A isenção de pagamento para despacho de bagagem foi extinta em 2016 e virou alvo de veto do presidente em junho, após ser incluída por parlamentares ao texto da mesma MP que passou a permitir que as aéreas estrangeiras operassem no Brasil. A
A volta da obrigatoriedade do despacho gratuito de bagagem, tanto em voos domésticos quanto em voos internacionais, poderia afetar a entrada de novos players low-cost no país. O Congresso ainda precisa analisar o veto de Bolsonaro para que a questão seja definida.
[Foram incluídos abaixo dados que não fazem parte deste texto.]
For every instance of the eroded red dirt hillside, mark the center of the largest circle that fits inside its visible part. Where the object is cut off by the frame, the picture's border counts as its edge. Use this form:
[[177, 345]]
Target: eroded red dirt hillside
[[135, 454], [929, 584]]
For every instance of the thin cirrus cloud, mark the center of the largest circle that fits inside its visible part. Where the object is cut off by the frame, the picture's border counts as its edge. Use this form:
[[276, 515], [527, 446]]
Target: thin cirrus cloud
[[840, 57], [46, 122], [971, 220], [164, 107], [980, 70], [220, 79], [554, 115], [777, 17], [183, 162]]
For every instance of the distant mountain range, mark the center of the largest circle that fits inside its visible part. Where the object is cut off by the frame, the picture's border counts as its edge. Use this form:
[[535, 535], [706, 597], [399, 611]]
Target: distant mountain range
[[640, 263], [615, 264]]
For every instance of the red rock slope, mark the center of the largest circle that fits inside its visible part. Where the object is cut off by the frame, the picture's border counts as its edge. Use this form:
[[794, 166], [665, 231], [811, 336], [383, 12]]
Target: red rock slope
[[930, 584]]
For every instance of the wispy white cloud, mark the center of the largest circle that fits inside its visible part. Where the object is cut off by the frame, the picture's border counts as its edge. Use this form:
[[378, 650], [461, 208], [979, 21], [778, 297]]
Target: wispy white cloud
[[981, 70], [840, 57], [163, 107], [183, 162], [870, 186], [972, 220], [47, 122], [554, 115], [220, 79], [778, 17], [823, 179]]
Ação e reação: como as líderes locais estão se preparando para a concorrência estrangeira
Para fazer frente à entrada desses novos players, as companhias locais apostam em outros benefícios ao consumidor. “A tendência nacional é de as empresas atuais não low-cost investirem cada vez mais em fidelidade para fazer frente a nova onda”, explica Arbetman.
Na última quinta (29), o presidente da Azul, John Rodgerson, disse ao Valor que a companhia investirá US$ 1,5 bilhão em 30 novos aviões ainda neste ano. “A alta recente do dólar está nos obrigando a buscar antecipar a compra dos aviões, que são mais econômicos”, disse o executivo. Além do investimento, a Azul também comentou sobre o lançamento de novos destinos – de seis a oito por ano – a serem lançados nos próximos cinco anos.
Para o presidente da Azul, o investimento de US$ 250 milhões anunciado pela Latam para reformar aeronaves no Brasil, é uma reação à entrada da Azul na ponte aérea SP-Rio. “Acho que estão querendo melhorar o serviço por causa da nossa concorrência. A qualidade de todos vai melhorar por causa da Azul”, declarou ele ao Valor.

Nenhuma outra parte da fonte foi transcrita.